Tout cela n’est toutefois que pure spéculation. Ce qui est plus important, c’est comment ceci est utilisé par les États-Unis et les puissances de l’OTAN, avant tout par le gouvernement Biden, pour intensifier la campagne en faveur d’une escalade de la guerre avec la Russie.

Biden, les démocrates et une partie des républicains ont immédiatement réclamé l’adoption par le Congrès d’un projet de loi comportant des dizaines de milliards de dollars d’aide militaire à l’Ukraine. Le président ukrainien Volodymyr Zelensky lui, a profité de la mort de Navalny pour réclamer, dans un contexte d’intensification de la crise du gouvernement d’extrême droite, une assistance militaire accrue à l’Ukraine, saignée à blanc par la guerre contre la Russie soutenue par l’impérialisme.

Ce qui est le plus frappant ici, c’est la stupéfiante hypocrisie des puissances impérialistes. Biden et ses alliés de l’OTAN dénoncent furieusement le traitement réservé par le régime de Poutine à Navalny alors qu’ils font subir à Julian Assange, authentique champion des droits de l’homme lui, les conditions les plus brutales et les plus dangereuses pour sa vie.

Assange est détenu à la prison de Belmarsh, dans le sud-est de Londres, dans des conditions que le rapporteur spécial des Nations unies sur la torture a qualifiées de «mauvais traitements, détention arbitraire et [de] ce qui pourrait s'apparenter à de la torture psychologique ». Il a fait l'objet de complots d'assassinat orchestrés par la CIA. Il a été systématiquement privé de soins médicaux et de la possibilité de communiquer, même avec ses avocats. La semaine prochaine, il sera entendu lors d'une audience qui pourrait décider de son dernier recours contre l'extradition vers les États-Unis.

Et qu’en est-il des nombreux prisonniers qui croupissent toujours à Guantanamo Bay, après des décennies de détention brutale et de torture?

Biden ne peut se contenir à propos de la mort de Navalny mais il supervise, arme, soutient financièrement et continue de défendre les meurtres en masse perpétrés par Israël. Ceux qui louent la mémoire de Navalny sont des criminels politiques et leur invocation de la moralité ne mérite que mépris.
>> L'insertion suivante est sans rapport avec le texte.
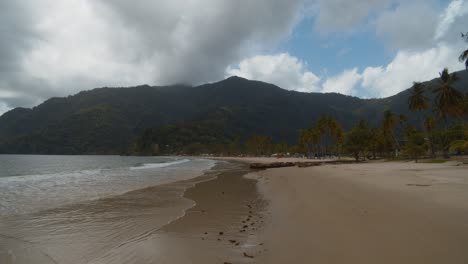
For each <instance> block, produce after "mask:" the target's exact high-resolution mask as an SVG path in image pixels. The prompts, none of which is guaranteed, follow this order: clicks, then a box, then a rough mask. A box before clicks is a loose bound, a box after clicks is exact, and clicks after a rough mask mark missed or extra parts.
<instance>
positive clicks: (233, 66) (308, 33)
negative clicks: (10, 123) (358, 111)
mask: <svg viewBox="0 0 468 264" xmlns="http://www.w3.org/2000/svg"><path fill="white" fill-rule="evenodd" d="M467 1H468V0H245V1H232V0H190V1H186V0H135V1H127V0H67V1H56V0H17V1H3V2H1V4H0V25H2V27H0V34H1V37H0V114H1V113H3V112H5V111H8V110H10V109H13V108H15V107H33V106H35V105H38V104H40V103H41V102H43V101H44V100H46V99H47V98H50V97H54V96H68V95H70V94H75V93H78V92H80V91H82V90H89V89H93V88H96V87H123V86H135V85H140V84H149V85H168V84H174V83H187V84H192V85H199V84H203V83H207V82H215V81H220V80H222V79H224V78H226V77H229V76H232V75H237V76H240V77H244V78H248V79H253V80H260V81H265V82H270V83H273V84H276V85H278V86H279V87H281V88H283V89H287V90H295V91H301V92H323V93H327V92H337V93H342V94H346V95H352V96H359V97H365V98H371V97H387V96H391V95H394V94H396V93H398V92H400V91H402V90H404V89H406V88H409V87H410V86H411V85H412V82H413V81H426V80H429V79H432V78H435V77H437V75H438V73H439V72H440V71H441V70H442V68H444V67H448V68H449V70H451V71H455V70H461V69H463V64H461V63H459V62H458V60H457V58H458V55H459V53H460V52H461V51H462V50H463V49H465V48H467V46H468V43H466V42H464V41H462V39H461V38H460V35H459V34H460V32H465V31H468V28H467V27H466V25H468V3H467Z"/></svg>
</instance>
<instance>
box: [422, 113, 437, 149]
mask: <svg viewBox="0 0 468 264" xmlns="http://www.w3.org/2000/svg"><path fill="white" fill-rule="evenodd" d="M435 128H436V121H435V119H434V118H433V117H432V116H429V115H428V116H426V118H425V119H424V129H425V130H426V135H427V138H428V141H429V142H428V143H429V150H430V152H431V157H435V145H434V129H435Z"/></svg>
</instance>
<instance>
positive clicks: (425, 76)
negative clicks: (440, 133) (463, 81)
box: [228, 0, 468, 98]
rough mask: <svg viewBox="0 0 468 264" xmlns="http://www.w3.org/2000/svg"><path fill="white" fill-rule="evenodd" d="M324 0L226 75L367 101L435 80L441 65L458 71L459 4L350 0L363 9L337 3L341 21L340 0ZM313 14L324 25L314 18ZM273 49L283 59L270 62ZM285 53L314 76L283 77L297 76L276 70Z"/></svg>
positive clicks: (407, 1)
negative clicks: (327, 12) (322, 13)
mask: <svg viewBox="0 0 468 264" xmlns="http://www.w3.org/2000/svg"><path fill="white" fill-rule="evenodd" d="M330 2H333V3H331V4H330V6H328V7H327V2H326V1H319V2H318V8H317V6H316V10H315V11H314V12H311V14H306V15H304V16H302V18H301V19H299V22H298V23H296V24H295V26H294V27H293V28H292V30H291V32H290V34H289V35H288V37H287V38H285V40H284V41H283V42H281V43H280V44H279V45H278V46H277V47H275V49H273V50H272V51H269V52H266V53H265V54H264V56H266V57H263V58H259V57H257V58H251V59H250V61H249V59H247V60H246V61H243V62H241V63H240V64H239V66H237V68H236V66H233V68H231V69H229V70H228V72H230V73H231V74H235V75H240V76H243V77H246V78H253V79H260V80H264V81H269V82H273V83H276V84H278V85H279V86H281V87H289V89H291V90H298V91H314V92H339V93H343V94H348V95H353V96H359V97H366V98H368V97H386V96H391V95H393V94H396V93H398V92H400V91H402V90H404V89H406V88H409V87H410V86H411V85H412V82H413V81H426V80H430V79H432V78H435V77H437V74H438V72H440V71H441V69H442V68H444V67H448V68H449V69H450V70H461V69H463V65H462V64H460V63H459V62H458V61H457V55H458V53H459V52H461V51H462V50H463V48H464V47H465V46H466V43H463V41H462V40H461V39H460V35H459V34H460V32H463V31H464V30H466V29H465V28H464V25H466V24H467V23H466V22H468V19H467V13H468V11H467V3H466V2H465V1H462V0H456V1H442V0H438V1H436V0H434V1H431V0H427V1H418V0H414V1H391V0H388V1H378V0H375V1H366V0H359V1H350V2H351V3H353V4H354V5H356V6H358V8H361V9H362V6H364V7H366V8H368V9H369V10H368V11H367V12H364V13H362V12H361V13H359V12H358V13H359V14H358V15H357V16H353V14H354V13H353V5H350V6H345V7H344V8H343V9H342V10H341V12H346V13H345V14H344V17H345V18H344V20H345V21H343V22H340V15H341V14H340V8H338V9H337V8H336V7H337V6H339V5H337V4H338V3H339V2H340V1H339V0H333V1H330ZM342 2H345V1H342ZM313 3H314V4H315V5H316V4H317V2H313ZM320 4H321V5H320ZM327 8H331V9H332V10H331V11H330V10H329V11H328V14H327V12H326V10H325V11H324V10H323V9H327ZM317 9H318V10H317ZM348 11H349V12H348ZM321 12H324V13H325V15H323V16H324V17H322V14H321ZM348 15H349V16H348ZM327 16H329V18H327ZM321 19H322V20H324V21H326V22H324V23H320V20H321ZM335 21H336V23H335ZM330 23H332V26H330V27H328V25H330ZM333 23H334V24H333ZM278 54H282V55H283V56H282V59H281V60H279V61H283V62H278ZM260 56H262V55H260ZM286 58H289V59H290V60H291V59H292V60H297V61H296V63H300V64H302V65H303V67H300V68H301V69H300V72H302V74H304V73H307V72H310V73H312V74H314V75H315V77H316V78H315V81H313V80H314V78H305V79H306V80H307V82H294V81H292V82H288V81H287V80H288V79H289V78H288V75H292V76H293V77H292V78H295V79H297V76H298V75H299V76H301V74H300V73H299V74H297V72H296V73H287V72H285V71H284V70H281V69H282V68H284V67H282V66H281V64H282V63H285V64H288V62H285V61H288V59H286ZM255 60H257V61H255ZM260 61H261V62H260ZM289 63H290V64H291V63H294V62H291V61H290V62H289ZM268 64H270V65H271V64H276V65H277V68H279V69H275V70H272V72H270V73H268V72H260V73H259V72H258V69H256V66H255V65H257V66H258V67H257V68H265V65H268ZM273 68H274V67H273ZM278 75H280V76H282V77H280V78H279V77H278ZM294 76H296V77H294Z"/></svg>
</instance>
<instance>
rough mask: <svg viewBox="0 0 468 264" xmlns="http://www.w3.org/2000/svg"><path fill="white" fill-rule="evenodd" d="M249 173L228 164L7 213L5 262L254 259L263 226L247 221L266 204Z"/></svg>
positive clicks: (0, 255)
mask: <svg viewBox="0 0 468 264" xmlns="http://www.w3.org/2000/svg"><path fill="white" fill-rule="evenodd" d="M246 172H247V169H246V166H245V165H243V164H239V163H223V164H220V165H217V166H215V168H213V169H212V170H211V171H210V172H208V173H206V174H205V175H204V176H202V177H198V178H195V179H192V180H188V181H181V182H177V183H171V184H165V185H160V186H155V187H151V188H146V189H142V190H136V191H132V192H129V193H126V194H123V195H119V196H115V197H110V198H106V199H101V200H96V201H91V202H83V203H80V204H74V205H70V206H65V207H61V208H57V209H53V210H47V211H42V212H39V213H35V214H31V215H22V216H14V217H8V218H2V219H1V221H0V234H1V235H0V263H2V264H3V263H5V264H8V263H206V262H209V263H216V262H220V263H224V262H232V261H234V262H235V263H246V262H249V261H251V258H249V257H245V256H244V255H243V254H244V252H253V251H255V250H257V247H258V245H257V244H258V243H257V242H256V240H255V237H256V235H255V234H256V232H257V231H256V230H255V229H256V226H255V224H254V225H253V226H249V227H248V228H243V226H244V224H243V223H242V221H246V220H247V218H249V222H250V223H253V222H258V219H259V217H260V215H259V214H257V213H256V212H257V211H255V212H254V211H253V210H254V208H255V209H260V208H261V207H262V206H263V203H262V202H261V199H259V196H258V193H257V192H256V182H255V181H253V180H248V179H245V178H243V177H242V176H243V175H244V174H245V173H246ZM249 211H252V212H251V213H249ZM249 215H250V217H249ZM257 224H258V223H257ZM254 226H255V227H254ZM244 229H245V232H240V231H241V230H244ZM220 232H223V233H222V235H221V234H220ZM234 241H235V242H234ZM249 254H250V253H249Z"/></svg>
Ils s’indignent du meurtre présumé de Navalny alors qu’ils arment les troupes israéliennes pour leur campagne génocidaire contre des hommes, des femmes et des enfants sans défense, terrés dans des hôpitaux, des maisons bombardées et des villages de tentes dans toute la bande de Gaza.

La campagne de propagande à propos de la mort de Navalny n’a d’autre but que de justifier une nouvelle escalade de la guerre menée contre la Russie.